Moderated poster presentation
Does change in heart rate and blood pressure during adenosine stress perfusion cardiovascular magnetic resonance (A-CMRP) imaging predict perfusion defects?
Journal of Cardiovascular Magnetic Resonancevolume 14, Article number: M5 (2012)
Peripheral haemodynamic response during adenosine stress CMR perfusion does not vary among those with or without perfusion defects identified during routine clinical practice.
Haemodynamic response to adenosine infusion during CMR stress perfusion continues to be used as surrogate to determine adequacy of hyperaemia in clinical setting. Our aim was to determine the proportion of patients who achieve pre-specified adequate response to adenosine (increase in heart rate (HR) by ≥ 10 beats or a drop in systolic blood pressure (SBP) by 10mm Hg from baseline reading) and if this varies in patients identified with and without perfusion defect in a clinical setting.

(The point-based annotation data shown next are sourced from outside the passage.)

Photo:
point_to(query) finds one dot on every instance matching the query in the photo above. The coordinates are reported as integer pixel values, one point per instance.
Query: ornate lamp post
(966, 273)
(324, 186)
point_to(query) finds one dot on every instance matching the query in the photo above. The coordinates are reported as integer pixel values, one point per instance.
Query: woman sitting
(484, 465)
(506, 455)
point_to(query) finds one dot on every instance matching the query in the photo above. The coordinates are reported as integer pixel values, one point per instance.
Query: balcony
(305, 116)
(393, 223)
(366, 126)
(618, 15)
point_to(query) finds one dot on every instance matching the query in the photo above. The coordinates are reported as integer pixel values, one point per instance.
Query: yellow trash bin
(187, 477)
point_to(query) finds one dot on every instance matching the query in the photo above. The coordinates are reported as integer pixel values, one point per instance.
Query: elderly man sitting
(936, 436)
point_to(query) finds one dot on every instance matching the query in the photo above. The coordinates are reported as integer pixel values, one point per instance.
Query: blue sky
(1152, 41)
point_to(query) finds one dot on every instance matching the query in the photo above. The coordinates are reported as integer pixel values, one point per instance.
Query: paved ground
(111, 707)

We prospectively identified 94 consecutive patients undergoing A-CMRP, 7 of who were excluded because of missing data. 87 patients underwent first pass CMRP on a Philips Achieva CV 1.5 T MR scanner (Philips, The Netherlands), with standardised SCMR acquisition protocol infusing adenosine at 140 μg/kg/min for 3 minutes with HR and SBP recorded at baseline, one, two and three minutes. All patients confirmed abstinence from caffeine and chocolate for >24 hours and no patients were on theophylline or dipyridamole. Descriptive statistics and logistic regression were performed.
67 (77%) patients achieved the pre-specified adequate haemodynamic response and this was mainly driven by increase in heart rate.

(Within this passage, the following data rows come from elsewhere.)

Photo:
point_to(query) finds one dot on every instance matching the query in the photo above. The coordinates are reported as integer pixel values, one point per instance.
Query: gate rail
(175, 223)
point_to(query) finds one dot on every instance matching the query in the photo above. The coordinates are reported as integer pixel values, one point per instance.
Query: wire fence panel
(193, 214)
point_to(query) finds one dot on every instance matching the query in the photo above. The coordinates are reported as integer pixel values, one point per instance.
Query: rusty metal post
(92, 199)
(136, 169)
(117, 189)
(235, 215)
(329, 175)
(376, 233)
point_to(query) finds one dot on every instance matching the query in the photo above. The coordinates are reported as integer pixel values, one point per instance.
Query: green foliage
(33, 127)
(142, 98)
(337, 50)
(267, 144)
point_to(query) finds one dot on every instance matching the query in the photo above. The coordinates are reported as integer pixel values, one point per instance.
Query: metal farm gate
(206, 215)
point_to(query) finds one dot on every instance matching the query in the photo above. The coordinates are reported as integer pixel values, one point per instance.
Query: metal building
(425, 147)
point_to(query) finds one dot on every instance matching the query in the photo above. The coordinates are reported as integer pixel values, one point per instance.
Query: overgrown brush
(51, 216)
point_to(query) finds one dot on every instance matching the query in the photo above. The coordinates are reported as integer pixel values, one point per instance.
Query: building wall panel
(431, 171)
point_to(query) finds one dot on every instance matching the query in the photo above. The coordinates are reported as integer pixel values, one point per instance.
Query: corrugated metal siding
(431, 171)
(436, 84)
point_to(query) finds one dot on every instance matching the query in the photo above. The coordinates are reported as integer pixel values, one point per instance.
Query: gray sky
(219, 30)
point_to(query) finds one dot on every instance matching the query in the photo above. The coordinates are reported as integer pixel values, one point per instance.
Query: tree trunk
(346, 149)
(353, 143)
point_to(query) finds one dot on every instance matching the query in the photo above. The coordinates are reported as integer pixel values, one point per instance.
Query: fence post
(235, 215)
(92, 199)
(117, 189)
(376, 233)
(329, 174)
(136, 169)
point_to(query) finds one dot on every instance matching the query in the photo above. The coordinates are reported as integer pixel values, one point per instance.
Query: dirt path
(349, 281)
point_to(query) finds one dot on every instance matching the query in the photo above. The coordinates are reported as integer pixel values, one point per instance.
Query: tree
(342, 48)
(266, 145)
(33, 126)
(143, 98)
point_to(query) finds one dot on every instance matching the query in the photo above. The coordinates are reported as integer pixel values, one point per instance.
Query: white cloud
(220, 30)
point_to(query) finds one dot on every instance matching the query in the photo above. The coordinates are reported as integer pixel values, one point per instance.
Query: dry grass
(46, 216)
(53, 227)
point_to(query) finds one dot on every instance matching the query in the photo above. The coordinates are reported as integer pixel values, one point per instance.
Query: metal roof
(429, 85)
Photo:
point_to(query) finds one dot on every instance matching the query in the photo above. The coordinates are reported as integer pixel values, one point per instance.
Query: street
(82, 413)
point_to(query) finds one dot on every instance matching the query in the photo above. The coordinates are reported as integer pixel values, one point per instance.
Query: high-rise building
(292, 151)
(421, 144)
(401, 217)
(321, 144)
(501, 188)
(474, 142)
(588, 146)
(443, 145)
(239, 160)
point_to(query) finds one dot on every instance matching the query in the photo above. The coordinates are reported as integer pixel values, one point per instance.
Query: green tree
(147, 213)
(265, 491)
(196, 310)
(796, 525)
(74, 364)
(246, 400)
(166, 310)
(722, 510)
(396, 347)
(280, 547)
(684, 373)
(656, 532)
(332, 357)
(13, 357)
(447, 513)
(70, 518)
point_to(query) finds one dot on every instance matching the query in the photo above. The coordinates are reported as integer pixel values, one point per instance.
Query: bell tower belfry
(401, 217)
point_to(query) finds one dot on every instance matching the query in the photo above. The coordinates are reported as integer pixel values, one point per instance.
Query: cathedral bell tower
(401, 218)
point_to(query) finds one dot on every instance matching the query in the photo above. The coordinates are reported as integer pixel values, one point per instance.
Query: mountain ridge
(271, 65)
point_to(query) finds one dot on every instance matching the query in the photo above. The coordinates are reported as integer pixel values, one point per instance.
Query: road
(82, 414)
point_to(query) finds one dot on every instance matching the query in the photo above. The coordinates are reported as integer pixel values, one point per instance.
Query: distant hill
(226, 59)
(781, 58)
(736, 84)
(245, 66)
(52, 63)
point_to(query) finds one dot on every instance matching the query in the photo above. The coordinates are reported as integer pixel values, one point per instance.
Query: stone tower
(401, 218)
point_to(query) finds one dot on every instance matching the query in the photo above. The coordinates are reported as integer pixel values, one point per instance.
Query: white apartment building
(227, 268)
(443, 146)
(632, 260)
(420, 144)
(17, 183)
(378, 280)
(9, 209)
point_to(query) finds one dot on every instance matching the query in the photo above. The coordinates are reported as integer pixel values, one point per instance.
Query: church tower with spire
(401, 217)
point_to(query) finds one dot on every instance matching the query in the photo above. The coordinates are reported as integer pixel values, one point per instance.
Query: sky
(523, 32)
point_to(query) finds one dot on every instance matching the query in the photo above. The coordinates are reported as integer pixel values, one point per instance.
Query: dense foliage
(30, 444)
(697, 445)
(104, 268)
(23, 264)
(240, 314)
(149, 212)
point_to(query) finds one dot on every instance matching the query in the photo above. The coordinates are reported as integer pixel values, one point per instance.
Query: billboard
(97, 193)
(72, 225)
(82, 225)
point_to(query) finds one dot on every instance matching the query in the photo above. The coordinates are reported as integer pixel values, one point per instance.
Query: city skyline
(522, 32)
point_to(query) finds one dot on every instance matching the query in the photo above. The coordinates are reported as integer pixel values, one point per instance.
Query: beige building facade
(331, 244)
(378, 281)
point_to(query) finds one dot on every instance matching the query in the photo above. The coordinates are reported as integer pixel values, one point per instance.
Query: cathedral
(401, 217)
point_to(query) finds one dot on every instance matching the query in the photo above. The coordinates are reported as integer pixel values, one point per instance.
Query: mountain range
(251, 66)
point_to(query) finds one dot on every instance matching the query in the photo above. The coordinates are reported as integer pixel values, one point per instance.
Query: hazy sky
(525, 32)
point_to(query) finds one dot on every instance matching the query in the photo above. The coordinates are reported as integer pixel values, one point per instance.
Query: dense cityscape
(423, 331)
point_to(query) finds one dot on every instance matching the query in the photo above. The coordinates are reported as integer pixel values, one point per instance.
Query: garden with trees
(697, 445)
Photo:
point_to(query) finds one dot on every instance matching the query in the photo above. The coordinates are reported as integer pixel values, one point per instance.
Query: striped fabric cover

The OR (adjusted for age) for predicting perfusion defect by adequate haemodynamic response in patients with and without CAD was 2.5 (0.58, 10.40, p=0.21) and 3.26 (0.48, 22.13, p 0.20) respectively.

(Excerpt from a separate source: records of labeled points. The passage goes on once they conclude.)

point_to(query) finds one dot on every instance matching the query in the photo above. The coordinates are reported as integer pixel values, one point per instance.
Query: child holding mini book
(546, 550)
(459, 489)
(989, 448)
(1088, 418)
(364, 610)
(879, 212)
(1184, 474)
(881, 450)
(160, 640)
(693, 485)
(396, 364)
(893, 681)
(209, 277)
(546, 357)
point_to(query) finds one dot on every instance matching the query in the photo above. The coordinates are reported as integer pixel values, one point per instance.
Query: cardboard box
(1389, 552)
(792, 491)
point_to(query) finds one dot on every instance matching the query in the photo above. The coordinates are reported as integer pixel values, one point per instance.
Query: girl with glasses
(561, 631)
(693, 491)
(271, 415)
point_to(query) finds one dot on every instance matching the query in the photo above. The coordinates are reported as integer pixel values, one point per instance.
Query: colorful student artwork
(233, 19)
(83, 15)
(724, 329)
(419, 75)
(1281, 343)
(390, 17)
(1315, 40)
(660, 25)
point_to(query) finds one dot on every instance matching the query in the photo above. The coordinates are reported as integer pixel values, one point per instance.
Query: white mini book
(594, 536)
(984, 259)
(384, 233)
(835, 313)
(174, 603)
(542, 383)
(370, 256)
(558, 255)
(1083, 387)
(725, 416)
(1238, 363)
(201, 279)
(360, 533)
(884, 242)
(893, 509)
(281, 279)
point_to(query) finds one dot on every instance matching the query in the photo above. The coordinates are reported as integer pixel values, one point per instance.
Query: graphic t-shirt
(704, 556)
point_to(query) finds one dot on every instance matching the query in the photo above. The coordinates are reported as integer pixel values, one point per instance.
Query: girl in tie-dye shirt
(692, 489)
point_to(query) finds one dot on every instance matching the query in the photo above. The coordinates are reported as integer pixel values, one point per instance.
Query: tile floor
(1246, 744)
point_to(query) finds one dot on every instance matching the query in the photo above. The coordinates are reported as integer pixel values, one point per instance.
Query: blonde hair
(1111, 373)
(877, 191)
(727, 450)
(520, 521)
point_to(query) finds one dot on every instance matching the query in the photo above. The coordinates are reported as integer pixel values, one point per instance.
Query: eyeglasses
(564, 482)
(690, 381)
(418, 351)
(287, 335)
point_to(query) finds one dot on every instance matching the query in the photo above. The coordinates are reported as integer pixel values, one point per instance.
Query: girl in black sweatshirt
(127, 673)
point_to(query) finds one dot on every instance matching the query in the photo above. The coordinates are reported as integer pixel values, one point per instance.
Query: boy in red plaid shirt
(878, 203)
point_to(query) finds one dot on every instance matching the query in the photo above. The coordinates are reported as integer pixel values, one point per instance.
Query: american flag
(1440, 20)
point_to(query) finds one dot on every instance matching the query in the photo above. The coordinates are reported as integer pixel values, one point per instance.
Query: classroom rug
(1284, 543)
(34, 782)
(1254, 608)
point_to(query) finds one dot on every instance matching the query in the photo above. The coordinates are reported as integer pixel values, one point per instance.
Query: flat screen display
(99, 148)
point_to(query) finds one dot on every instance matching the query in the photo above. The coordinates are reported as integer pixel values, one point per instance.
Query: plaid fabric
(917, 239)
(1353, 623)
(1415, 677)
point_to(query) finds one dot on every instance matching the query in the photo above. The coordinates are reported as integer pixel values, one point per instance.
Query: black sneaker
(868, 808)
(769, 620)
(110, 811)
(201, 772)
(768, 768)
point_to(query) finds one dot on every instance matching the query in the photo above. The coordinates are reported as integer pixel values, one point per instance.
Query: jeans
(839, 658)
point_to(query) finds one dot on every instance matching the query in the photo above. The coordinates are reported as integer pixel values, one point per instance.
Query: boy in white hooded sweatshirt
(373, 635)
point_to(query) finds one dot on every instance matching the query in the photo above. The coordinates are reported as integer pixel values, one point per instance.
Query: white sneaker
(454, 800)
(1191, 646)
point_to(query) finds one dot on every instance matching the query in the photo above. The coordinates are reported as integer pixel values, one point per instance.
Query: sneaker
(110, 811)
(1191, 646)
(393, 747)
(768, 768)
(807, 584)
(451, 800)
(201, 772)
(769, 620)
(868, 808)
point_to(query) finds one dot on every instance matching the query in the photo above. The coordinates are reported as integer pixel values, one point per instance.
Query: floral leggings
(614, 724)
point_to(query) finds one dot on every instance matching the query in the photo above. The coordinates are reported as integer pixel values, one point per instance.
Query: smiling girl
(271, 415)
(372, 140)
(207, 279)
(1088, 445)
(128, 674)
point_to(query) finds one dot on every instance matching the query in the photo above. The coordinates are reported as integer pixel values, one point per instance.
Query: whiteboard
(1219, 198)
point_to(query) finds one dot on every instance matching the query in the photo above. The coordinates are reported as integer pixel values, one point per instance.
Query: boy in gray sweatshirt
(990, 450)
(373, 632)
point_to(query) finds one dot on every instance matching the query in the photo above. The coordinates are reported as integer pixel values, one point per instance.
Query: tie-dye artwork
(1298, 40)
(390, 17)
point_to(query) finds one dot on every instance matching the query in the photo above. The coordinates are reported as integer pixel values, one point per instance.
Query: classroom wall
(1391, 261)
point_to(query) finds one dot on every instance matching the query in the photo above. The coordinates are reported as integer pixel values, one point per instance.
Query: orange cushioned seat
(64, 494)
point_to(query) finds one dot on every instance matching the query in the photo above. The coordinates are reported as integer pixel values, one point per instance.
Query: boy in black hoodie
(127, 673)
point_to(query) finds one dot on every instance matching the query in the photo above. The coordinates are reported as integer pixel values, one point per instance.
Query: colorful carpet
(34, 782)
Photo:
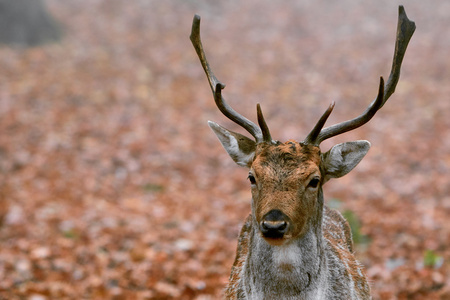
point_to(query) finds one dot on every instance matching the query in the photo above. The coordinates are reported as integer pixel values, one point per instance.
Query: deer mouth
(275, 241)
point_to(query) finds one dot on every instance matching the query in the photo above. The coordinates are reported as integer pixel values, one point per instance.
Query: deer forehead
(289, 159)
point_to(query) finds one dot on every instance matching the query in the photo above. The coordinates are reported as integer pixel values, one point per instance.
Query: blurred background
(112, 186)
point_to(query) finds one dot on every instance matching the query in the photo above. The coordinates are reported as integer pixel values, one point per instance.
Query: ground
(112, 186)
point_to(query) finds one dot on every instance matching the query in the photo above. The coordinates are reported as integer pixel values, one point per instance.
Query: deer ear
(240, 148)
(342, 158)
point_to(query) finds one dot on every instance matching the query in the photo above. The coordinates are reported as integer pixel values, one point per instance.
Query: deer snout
(274, 224)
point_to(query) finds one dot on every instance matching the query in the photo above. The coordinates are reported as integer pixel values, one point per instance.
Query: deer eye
(252, 179)
(314, 182)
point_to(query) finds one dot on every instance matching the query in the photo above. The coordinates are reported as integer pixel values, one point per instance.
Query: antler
(405, 30)
(260, 134)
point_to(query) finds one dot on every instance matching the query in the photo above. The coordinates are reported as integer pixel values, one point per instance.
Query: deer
(292, 246)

Our study shows that in patients undergoing adenosine (140 μg/kg/min) stress perfusion, there is no significant difference in peripheral haemodynamics in patients identified with or without perfusion defect and challenges their use as a marker of hyperaemic response. It remains to be seen whether high dose adenosine will influence these findings and change clinical practice.
No funding was obtained for this study.